Ideally, each puppy will need individual one-on-one training, socialization and bonding with each puppy. They will need more individual time with their owners, learning to be confident and secure with themselves and by themselves than they do with each other. Teaching the puppies to exist together (See Existence Socialization entry), rather than constantly interacting, and limiting their play sessions to designated times only.

Two Puppies, One Goal
Siblings owned by Dawn Tracey

When it comes to raising two confident, obedient puppies at the same time and to eliminate the chances of Littermate Syndrome, it does take some work but is possible.

When raising two puppies with the goal of having confident, obedient adult dogs, it is important to look at them as individuals. Getting them their own separate crates with a clear divider between them, or placing the crates in completely different rooms helps. Most things typically need to be done separately; crate training, feeding in separate areas, training lessons/classes, walks separate and so forth.

Teaching “existence Socialization” can help a great deal and also help ease your stress by teaching the puppies to just be able to exist with each other without the need to interact with each other. This method of socialization helps a great deal in preventing many different undesirable behaviors as well.
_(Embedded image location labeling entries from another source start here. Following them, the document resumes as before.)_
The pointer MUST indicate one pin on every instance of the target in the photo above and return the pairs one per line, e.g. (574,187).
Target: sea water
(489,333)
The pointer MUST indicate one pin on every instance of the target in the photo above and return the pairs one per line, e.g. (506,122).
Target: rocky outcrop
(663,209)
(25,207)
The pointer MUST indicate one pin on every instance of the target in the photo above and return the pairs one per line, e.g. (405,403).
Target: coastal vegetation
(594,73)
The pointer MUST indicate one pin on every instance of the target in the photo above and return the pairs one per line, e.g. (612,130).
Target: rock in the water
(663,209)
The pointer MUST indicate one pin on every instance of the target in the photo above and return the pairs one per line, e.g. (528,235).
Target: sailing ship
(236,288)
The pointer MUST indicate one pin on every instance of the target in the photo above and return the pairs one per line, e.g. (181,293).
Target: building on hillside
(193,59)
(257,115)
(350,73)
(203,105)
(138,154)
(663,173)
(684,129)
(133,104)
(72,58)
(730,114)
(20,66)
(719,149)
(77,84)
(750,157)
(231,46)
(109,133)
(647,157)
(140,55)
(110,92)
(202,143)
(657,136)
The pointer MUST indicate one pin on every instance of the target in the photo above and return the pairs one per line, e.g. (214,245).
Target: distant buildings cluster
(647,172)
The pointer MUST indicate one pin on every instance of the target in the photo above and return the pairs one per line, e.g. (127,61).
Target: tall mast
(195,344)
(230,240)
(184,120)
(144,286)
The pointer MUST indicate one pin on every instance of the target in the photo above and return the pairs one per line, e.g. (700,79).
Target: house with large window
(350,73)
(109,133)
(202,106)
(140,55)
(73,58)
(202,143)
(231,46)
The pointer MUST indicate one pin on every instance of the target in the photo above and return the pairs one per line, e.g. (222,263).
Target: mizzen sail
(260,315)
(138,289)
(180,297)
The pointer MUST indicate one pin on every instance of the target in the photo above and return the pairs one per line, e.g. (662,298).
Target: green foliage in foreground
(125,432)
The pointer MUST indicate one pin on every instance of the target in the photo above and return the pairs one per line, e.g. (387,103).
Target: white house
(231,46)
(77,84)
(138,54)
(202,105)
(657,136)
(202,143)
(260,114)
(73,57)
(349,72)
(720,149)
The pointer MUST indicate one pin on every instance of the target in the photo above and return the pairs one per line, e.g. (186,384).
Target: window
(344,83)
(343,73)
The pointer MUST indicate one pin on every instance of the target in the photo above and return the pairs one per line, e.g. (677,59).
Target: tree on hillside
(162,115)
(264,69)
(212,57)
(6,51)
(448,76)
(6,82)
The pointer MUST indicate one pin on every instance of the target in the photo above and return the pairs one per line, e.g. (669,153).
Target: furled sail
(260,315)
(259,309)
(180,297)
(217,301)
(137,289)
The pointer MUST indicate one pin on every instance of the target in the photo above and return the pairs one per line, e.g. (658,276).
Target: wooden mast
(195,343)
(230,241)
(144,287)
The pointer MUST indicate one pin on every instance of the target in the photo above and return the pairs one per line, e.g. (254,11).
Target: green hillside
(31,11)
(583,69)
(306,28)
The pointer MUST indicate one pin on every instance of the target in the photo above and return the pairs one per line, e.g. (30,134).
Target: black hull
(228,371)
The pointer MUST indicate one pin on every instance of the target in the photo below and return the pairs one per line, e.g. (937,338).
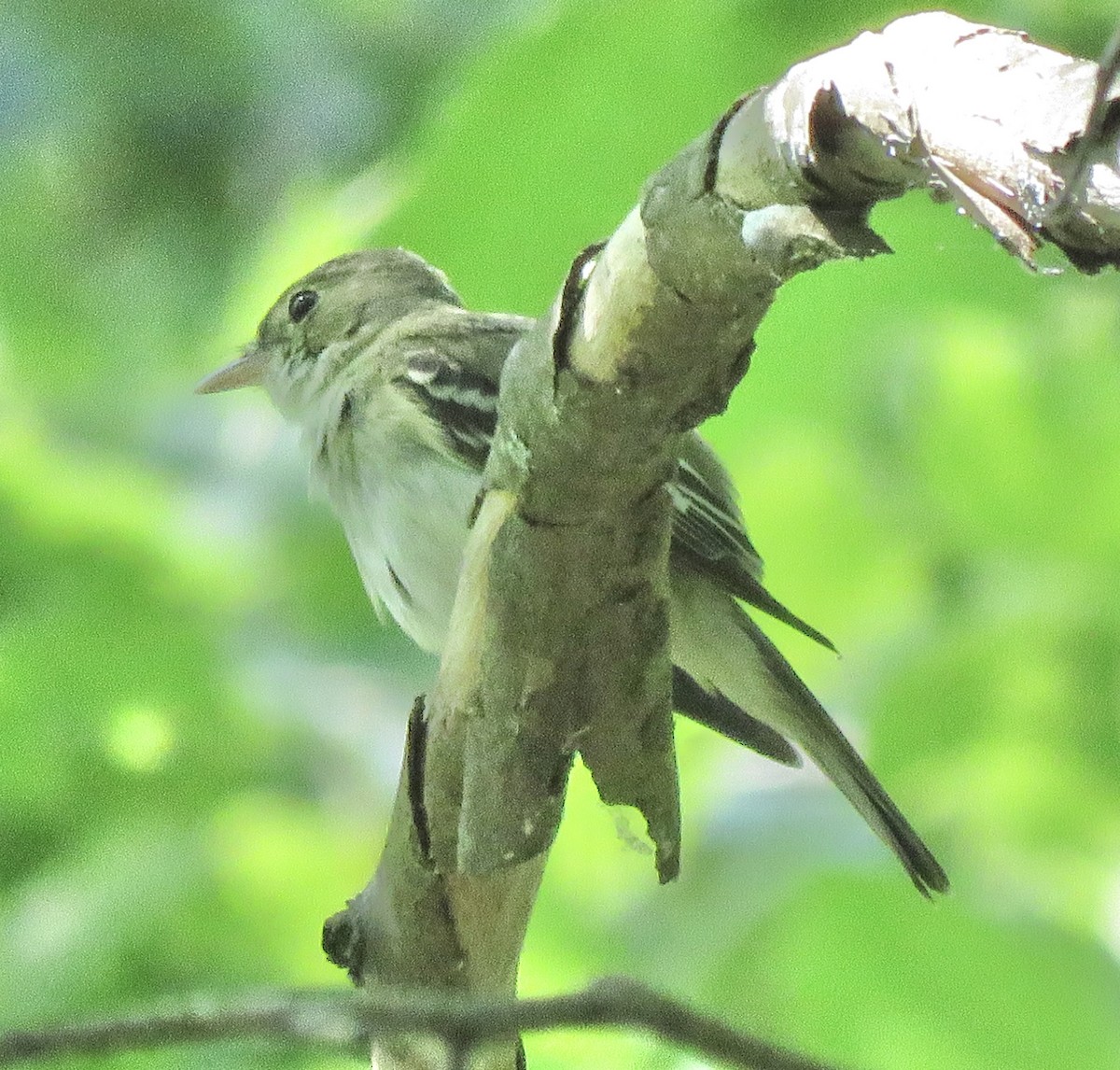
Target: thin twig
(344,1021)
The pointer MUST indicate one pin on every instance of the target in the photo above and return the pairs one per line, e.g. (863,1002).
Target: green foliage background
(200,717)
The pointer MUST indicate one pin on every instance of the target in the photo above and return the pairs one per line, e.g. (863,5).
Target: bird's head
(319,323)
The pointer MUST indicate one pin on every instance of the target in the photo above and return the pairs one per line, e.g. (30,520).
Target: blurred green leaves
(200,718)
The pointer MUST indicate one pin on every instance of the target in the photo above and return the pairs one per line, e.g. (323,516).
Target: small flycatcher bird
(395,386)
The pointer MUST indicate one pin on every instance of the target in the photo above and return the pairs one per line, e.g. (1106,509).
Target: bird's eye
(301,303)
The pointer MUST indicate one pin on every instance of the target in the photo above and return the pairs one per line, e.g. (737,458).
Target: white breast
(406,509)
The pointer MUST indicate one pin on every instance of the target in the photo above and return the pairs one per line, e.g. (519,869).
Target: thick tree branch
(345,1021)
(559,634)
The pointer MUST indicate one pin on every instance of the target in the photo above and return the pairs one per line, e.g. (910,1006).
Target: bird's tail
(725,653)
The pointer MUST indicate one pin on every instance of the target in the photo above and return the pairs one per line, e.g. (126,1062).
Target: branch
(560,625)
(344,1021)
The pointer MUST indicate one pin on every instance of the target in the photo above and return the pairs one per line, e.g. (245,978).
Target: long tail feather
(725,653)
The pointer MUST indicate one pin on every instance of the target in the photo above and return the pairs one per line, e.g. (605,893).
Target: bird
(395,386)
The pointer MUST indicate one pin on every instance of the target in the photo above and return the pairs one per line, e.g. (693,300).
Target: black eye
(301,303)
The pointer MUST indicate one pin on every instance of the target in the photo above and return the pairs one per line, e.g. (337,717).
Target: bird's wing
(454,373)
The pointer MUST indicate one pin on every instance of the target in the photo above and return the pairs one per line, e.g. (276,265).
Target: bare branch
(339,1020)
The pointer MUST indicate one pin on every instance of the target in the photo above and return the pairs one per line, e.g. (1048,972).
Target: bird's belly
(408,542)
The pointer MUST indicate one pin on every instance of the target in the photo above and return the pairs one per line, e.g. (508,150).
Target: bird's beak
(246,371)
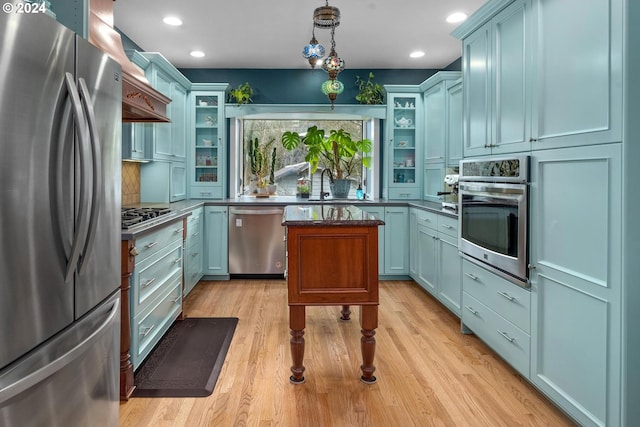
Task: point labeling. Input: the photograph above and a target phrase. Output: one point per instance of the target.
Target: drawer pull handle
(148, 282)
(471, 276)
(507, 296)
(475, 313)
(147, 331)
(506, 336)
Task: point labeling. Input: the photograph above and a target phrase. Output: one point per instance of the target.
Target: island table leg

The goal is to not allow the puppies to become too attached to one another while still giving them each the structure and confidence building, as well as socialization that they need in order to eliminate the potential for Littermate Syndrome to take effect.

Its not just littermates!

Please keep in mind that while “Littermate Syndrome” is most often a result of two puppies from the same litter being raised in the same home this can also effect puppies from different litters that had been gotten in close proximity of age, can affect puppies coming into a home with an older established dog, and older puppies/dogs who have previously been raised with their littermates and then brought into a home with another dog.

Different Levels
Playing Dobermans
Owned by Riley Seth

Littermate Syndrome is not always expressed with knock-down, drag out fights. Although, when addressing Littermate Syndrome, this is often the biggest concern because two dogs who had previously been “fine” together now are literally trying to kill each other. This can result in serious injury and even death in the worst cases.
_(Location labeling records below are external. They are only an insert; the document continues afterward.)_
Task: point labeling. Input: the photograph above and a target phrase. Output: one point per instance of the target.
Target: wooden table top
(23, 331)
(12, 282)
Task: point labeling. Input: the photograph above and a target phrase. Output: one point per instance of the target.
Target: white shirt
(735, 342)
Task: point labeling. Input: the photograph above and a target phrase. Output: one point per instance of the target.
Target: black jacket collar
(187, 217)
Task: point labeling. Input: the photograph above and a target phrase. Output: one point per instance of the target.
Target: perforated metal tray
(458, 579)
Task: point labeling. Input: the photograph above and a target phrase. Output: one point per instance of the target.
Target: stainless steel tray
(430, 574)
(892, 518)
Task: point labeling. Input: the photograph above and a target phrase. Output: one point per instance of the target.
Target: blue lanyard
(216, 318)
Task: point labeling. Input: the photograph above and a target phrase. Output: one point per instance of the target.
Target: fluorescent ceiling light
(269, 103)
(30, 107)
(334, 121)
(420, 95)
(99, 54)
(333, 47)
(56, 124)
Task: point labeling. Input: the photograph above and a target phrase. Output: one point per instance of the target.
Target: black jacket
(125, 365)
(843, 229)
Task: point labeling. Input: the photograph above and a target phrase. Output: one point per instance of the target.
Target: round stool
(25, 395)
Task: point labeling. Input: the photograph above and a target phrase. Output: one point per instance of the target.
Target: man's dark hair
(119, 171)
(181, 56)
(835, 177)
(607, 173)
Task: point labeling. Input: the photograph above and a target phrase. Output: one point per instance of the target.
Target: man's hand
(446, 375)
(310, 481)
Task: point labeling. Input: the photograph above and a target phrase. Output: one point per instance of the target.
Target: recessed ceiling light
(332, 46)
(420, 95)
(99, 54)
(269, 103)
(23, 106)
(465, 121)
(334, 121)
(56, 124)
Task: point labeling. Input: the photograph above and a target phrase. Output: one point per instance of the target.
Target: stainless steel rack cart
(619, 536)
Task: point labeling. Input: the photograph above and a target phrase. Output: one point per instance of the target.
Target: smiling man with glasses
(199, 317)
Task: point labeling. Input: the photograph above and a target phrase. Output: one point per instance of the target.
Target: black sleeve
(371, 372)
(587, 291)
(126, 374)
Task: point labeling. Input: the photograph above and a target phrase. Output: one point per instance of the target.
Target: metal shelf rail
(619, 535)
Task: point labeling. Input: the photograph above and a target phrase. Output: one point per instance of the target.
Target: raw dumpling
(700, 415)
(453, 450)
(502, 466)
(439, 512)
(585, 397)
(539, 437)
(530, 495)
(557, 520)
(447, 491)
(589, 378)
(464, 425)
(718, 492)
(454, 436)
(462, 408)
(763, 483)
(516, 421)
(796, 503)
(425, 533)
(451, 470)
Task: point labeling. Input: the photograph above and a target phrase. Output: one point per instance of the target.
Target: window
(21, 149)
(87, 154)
Littermate Syndrome can present itself in much subtler variations as well, which are overlooked by most pet owners until specific situations arise, such as:

  • Not being able to be apart/Separation Anxiety
    • This can be as “simple” as screaming/howling/barking/whining when separated, or pacing
    • This can be as “difficult” as tearing apart/breaking out of crates, eating through walls/doors, and more dangerously destructive behavior
  • Not being confident away from one another
    • This is often seen when a perceived confident puppy turns into a very anxious, fearful, shy puppy when separated
  • Being Aggressive/reactive when away from one another
    • This is often seen when an otherwise friendly puppy growls, lunges, barks at people or other dogs while by themselves. Many times this is a fear based response.
  • Not bonding to their owners/human family
    • Or bonding more strongly to their canine counterparts rather than their owners.
Siblings from different litters.
Where amazing together but that changed quickly and now cannot be loose around each other without bad fights. Even with training and a ton of work.
Owned by Sam Jones

To conclude…

It is important to note here that even if you prepare for the worse and stack the odds in your favor by following the guidelines here there is no guarantee that your pups will not develop Littermate Syndrome. Some dogs/families just are not suited to live together after maturity, and there is nothing wrong with that.
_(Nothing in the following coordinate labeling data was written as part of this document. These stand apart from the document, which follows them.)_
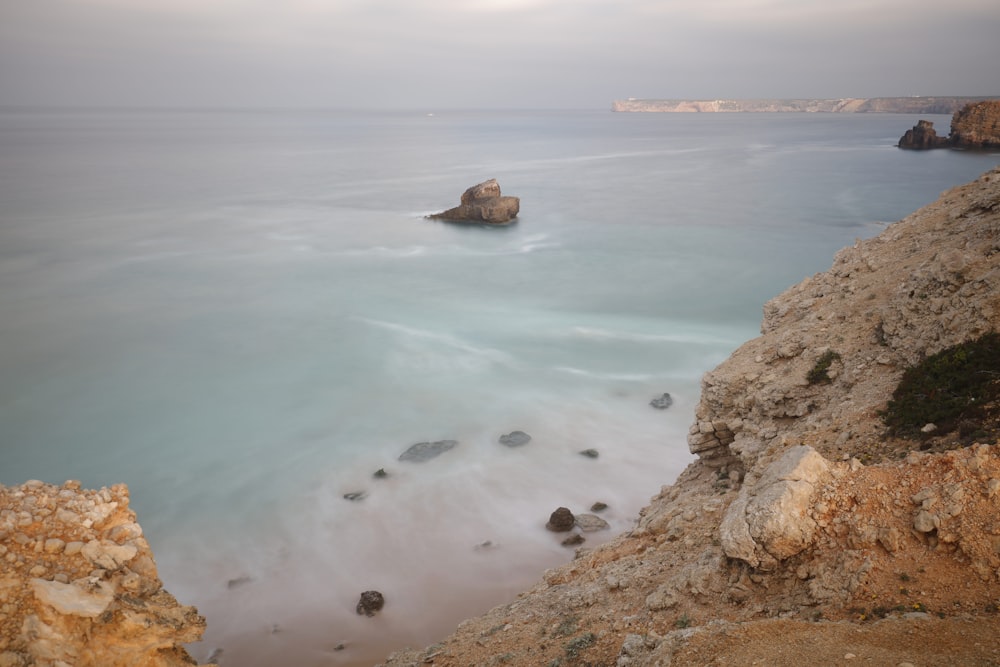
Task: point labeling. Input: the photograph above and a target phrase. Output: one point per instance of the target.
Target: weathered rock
(590, 522)
(483, 203)
(922, 136)
(370, 603)
(561, 520)
(78, 584)
(769, 521)
(515, 439)
(976, 126)
(662, 402)
(573, 540)
(425, 451)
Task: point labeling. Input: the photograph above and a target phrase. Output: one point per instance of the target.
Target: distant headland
(926, 105)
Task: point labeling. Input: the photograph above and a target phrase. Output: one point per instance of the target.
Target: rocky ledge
(975, 126)
(805, 532)
(483, 203)
(78, 584)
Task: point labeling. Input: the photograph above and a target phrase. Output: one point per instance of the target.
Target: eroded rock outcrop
(483, 202)
(975, 126)
(923, 136)
(79, 586)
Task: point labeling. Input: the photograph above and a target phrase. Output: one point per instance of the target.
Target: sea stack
(483, 203)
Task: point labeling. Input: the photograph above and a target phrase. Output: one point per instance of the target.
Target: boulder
(425, 451)
(561, 521)
(922, 136)
(515, 439)
(769, 521)
(371, 603)
(662, 402)
(483, 203)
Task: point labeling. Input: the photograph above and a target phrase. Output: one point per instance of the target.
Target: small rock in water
(371, 603)
(425, 451)
(515, 439)
(590, 522)
(662, 402)
(561, 520)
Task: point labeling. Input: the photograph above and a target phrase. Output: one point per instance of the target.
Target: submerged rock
(662, 402)
(371, 603)
(561, 521)
(425, 451)
(588, 523)
(515, 439)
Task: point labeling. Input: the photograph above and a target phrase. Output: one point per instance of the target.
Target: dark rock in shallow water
(425, 451)
(371, 603)
(483, 203)
(515, 439)
(662, 402)
(561, 520)
(588, 523)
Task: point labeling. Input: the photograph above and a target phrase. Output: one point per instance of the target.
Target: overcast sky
(427, 54)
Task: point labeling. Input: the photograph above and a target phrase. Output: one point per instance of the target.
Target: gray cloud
(487, 53)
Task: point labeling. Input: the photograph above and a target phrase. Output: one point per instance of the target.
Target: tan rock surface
(901, 561)
(78, 584)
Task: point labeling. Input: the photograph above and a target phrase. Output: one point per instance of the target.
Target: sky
(474, 54)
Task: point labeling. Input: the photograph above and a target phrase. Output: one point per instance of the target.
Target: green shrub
(957, 387)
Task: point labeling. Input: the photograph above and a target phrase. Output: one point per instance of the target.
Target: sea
(244, 314)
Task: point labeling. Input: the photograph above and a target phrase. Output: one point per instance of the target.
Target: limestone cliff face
(928, 105)
(977, 126)
(779, 522)
(927, 282)
(78, 584)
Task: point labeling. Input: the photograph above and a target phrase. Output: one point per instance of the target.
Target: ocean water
(244, 314)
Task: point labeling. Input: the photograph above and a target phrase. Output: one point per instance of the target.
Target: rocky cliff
(805, 532)
(78, 584)
(928, 105)
(977, 126)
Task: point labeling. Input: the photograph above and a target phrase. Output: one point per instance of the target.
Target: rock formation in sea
(79, 586)
(483, 202)
(975, 126)
(922, 136)
(806, 530)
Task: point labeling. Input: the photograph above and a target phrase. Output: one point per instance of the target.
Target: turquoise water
(242, 315)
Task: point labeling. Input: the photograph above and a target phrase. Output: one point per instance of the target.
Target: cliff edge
(78, 584)
(806, 532)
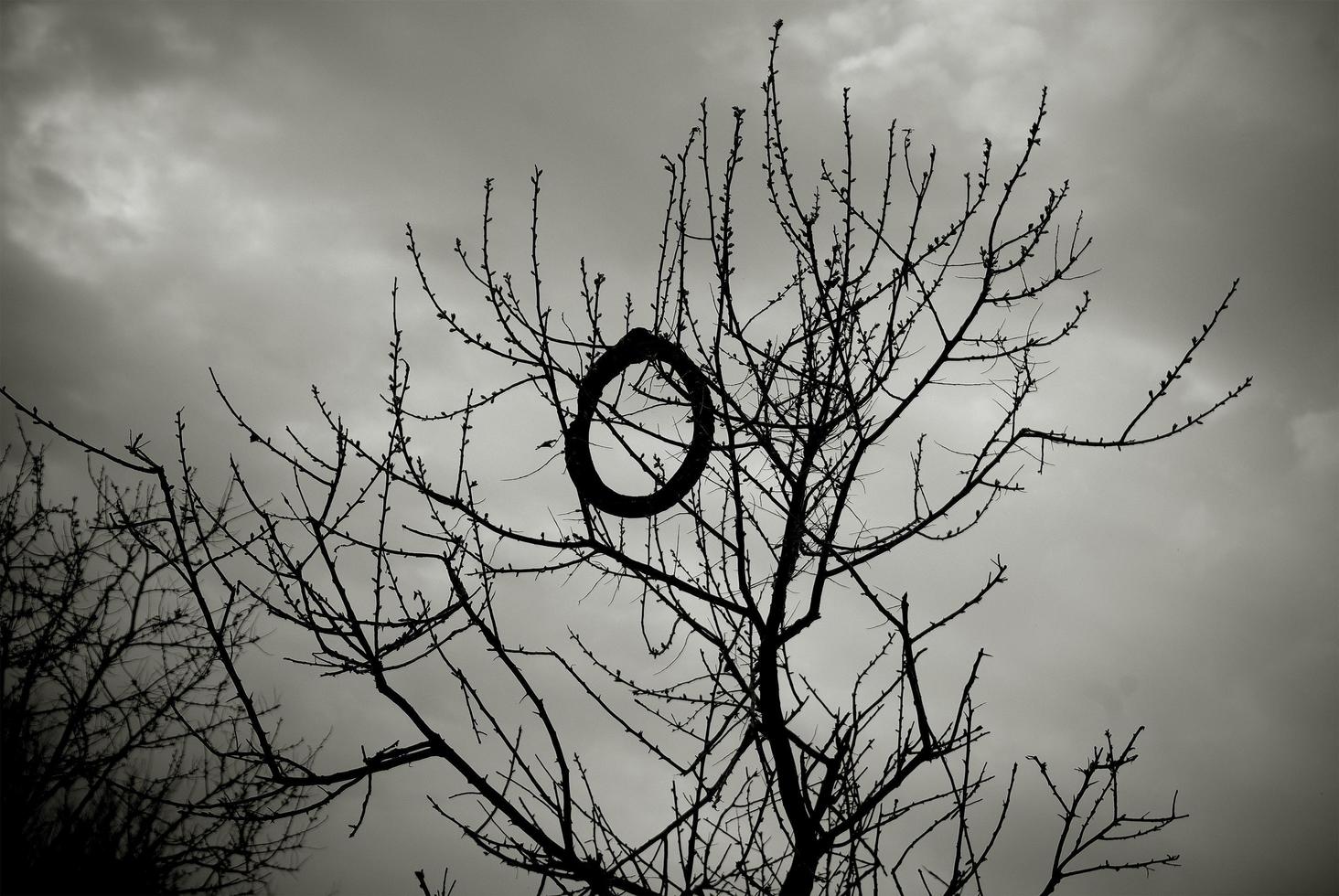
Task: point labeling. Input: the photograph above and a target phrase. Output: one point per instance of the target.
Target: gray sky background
(227, 185)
There also is not a guarantee that your pups will develop Littermate Syndrome if you do not do these things, but it will help you to stack the odds in your favor to prevent it.

Even if you are not concerned with Littermate Syndrome developing the steps to “preventing” Littermate Syndrome are all great strategies to helping your puppies have the foundation to becoming well rounded, confident and well trained dogs as they mature.